Work, education and really everything else these sections were a terrible idea
When it comes to education, Tildes is pretty university focused. Almost half people replying have a bachelor's, a good bunch are working or have aquired their master's. Also one (maybe soon-to-be) MD and a few PhDs. The Craftsmen and tradeship people barely balance us out, we need some more COMMON FOLK IN HERE.
IT people, rejoice! WE STILL REIGN SUPREMEEveryone else will remember that All jokes aside, shoutout to the stay-at-home dad, proud of ya'. And to the disabled person, I hope life goes as well as it can for you. That goes for the longterm-unemployed person as well. Someday, you'll manage mate, someday.
And to the person who said their job is a waste of time in exchange of money... Mate, you need someone to talk? I'm here. We're all here.
Surprise section about technical shit and Tildes
OS usage is as expected, due to Tildes' heavy skew into IT and the fact that Apple doesn't nearly dominate as much in other countries as in the US, it's to be expected.

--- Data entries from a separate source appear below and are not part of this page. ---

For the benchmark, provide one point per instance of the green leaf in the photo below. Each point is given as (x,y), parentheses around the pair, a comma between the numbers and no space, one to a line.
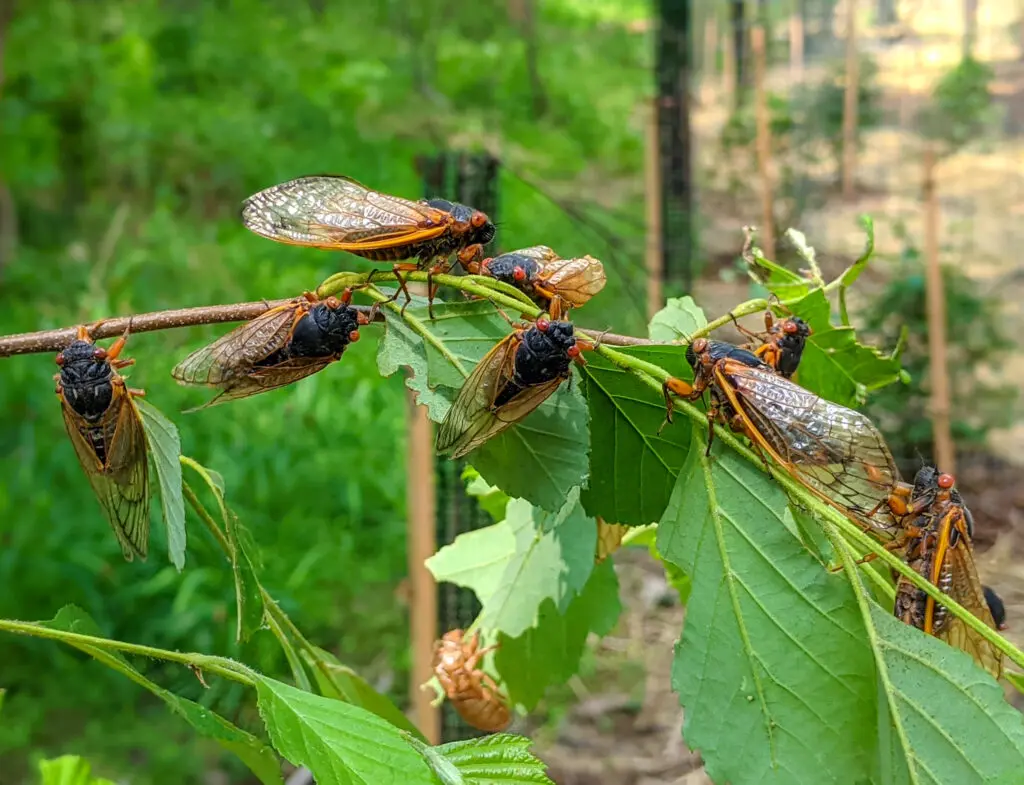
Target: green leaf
(781,281)
(834,364)
(254,753)
(549,653)
(340,743)
(497,759)
(853,271)
(679,319)
(165,446)
(515,565)
(773,669)
(492,498)
(632,466)
(540,459)
(340,682)
(248,593)
(942,718)
(807,253)
(69,770)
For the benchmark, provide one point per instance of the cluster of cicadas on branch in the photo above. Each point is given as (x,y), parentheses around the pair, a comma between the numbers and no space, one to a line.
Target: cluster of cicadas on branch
(839,455)
(835,452)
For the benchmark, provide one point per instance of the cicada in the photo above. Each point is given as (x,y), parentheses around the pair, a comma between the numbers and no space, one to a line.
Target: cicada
(996,608)
(939,549)
(781,344)
(285,344)
(834,451)
(339,214)
(471,691)
(512,380)
(551,281)
(105,429)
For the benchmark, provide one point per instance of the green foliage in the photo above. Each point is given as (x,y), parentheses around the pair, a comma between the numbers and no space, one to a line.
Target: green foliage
(165,446)
(976,339)
(962,108)
(69,770)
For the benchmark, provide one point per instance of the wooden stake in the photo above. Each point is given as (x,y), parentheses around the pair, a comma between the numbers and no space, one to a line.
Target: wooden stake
(652,188)
(421,546)
(796,45)
(763,142)
(945,454)
(850,104)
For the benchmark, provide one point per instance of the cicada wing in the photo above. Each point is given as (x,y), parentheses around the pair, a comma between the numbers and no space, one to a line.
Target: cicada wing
(576,280)
(472,419)
(261,380)
(231,355)
(122,481)
(338,213)
(967,590)
(836,452)
(541,254)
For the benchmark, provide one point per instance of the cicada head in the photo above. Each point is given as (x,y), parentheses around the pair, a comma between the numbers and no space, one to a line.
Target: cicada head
(85,379)
(474,226)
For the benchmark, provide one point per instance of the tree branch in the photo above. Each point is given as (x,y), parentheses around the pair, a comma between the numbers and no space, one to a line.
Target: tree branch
(55,340)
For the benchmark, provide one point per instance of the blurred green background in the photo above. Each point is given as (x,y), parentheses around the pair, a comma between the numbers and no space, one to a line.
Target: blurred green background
(130,131)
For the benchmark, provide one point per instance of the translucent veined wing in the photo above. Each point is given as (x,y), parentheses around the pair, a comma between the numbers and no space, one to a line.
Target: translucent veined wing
(473,418)
(338,213)
(542,254)
(231,355)
(576,280)
(836,452)
(260,380)
(121,483)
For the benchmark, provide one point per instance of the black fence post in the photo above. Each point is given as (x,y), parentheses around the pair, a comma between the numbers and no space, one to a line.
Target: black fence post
(471,179)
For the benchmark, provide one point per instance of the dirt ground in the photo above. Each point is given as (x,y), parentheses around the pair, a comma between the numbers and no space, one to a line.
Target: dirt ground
(624,728)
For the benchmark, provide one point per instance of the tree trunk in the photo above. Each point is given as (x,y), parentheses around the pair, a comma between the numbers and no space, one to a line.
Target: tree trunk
(885,13)
(738,25)
(970,27)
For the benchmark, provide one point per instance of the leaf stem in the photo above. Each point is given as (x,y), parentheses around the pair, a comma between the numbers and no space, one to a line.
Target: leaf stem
(209,663)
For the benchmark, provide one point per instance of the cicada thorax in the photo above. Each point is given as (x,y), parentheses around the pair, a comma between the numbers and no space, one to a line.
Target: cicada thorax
(471,691)
(513,268)
(913,606)
(86,380)
(543,355)
(107,432)
(939,530)
(788,339)
(835,452)
(280,347)
(337,213)
(323,332)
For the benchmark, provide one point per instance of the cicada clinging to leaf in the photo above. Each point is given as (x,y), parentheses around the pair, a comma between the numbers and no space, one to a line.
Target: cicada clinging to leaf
(339,214)
(472,692)
(781,344)
(834,451)
(551,281)
(107,431)
(512,380)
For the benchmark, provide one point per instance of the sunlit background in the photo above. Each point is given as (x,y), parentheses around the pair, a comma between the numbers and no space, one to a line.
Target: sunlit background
(130,131)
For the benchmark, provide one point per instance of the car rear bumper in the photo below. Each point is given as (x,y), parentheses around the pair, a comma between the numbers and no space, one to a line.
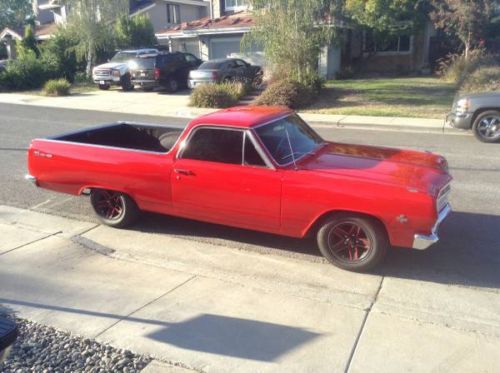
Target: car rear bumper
(31,179)
(463,121)
(193,83)
(145,83)
(423,242)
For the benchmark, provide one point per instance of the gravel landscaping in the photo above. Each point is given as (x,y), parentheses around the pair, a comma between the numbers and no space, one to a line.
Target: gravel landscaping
(44,349)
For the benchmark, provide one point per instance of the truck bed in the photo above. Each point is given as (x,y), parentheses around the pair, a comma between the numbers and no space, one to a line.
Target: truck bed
(127,135)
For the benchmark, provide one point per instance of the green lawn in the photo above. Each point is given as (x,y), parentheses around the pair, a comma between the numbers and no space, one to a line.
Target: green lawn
(422,97)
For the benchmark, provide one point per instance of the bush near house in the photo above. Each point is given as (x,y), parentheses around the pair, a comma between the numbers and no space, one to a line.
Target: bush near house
(27,71)
(288,93)
(221,95)
(57,87)
(484,79)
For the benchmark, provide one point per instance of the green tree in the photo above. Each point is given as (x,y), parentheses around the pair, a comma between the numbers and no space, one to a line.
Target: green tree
(292,33)
(29,40)
(387,16)
(92,21)
(13,13)
(134,32)
(467,19)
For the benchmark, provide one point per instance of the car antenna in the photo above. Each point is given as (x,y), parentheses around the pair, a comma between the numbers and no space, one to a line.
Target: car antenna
(291,150)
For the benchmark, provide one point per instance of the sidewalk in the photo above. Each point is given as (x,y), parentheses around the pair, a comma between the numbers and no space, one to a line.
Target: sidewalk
(176,105)
(212,308)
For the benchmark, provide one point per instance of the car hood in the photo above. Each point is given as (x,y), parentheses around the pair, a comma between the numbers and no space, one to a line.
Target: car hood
(423,171)
(112,65)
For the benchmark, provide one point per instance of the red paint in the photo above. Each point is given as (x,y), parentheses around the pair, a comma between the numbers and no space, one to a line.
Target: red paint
(380,182)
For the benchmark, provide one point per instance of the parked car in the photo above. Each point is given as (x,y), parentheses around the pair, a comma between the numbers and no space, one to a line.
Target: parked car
(116,71)
(225,70)
(169,70)
(479,112)
(259,168)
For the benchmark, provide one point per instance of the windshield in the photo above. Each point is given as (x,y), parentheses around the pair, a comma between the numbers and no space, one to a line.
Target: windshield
(210,66)
(123,56)
(288,135)
(143,63)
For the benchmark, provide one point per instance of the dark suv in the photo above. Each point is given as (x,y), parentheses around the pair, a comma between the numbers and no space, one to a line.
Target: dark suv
(168,70)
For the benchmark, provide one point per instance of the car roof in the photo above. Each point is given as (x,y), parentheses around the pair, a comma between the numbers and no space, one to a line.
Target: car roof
(243,116)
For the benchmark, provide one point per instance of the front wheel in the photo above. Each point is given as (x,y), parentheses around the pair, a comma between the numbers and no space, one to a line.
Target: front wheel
(114,208)
(353,242)
(486,127)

Due to said IT dominance Linux has almost caught up with the leader, Windows. Though my personal favourite is Anything cool that comes into existence, like can we make a Linux fork that is called literally that? You'd be the perfect match.
When it comes to Tildes specifically, y'all need to chill out. Most people who answered the census visit Tildes multiple times a day, like the content here doesn't even move that quickly? WHAT ARE YOU ALL DOING? IS THERE SOME SECRET CULT I SHOULD KNOW ABOUT?If it's a LSD cult I'm totes in lads.
As expected, most people who answered the survey have an account, and most likely due to the heavy IT skew most people are visiting from their PC. But I have also seen some people requesting a mobile app in the free form questions, so maybe that would go up if a native app were to be created.
The freeform questions
Well, in all honesty, not much has changed. Most people like the dedicated community, site design, in-depth discussions (though that was sometimes a point on both sides), etc. and dislike the heavy domination of IT topics and US/Europe news & politics. Also, multiple people simply said @Deimos when asked what they like most about Tildes. Get a room, y'all. Though it's well deserved, I think we can all agree on that.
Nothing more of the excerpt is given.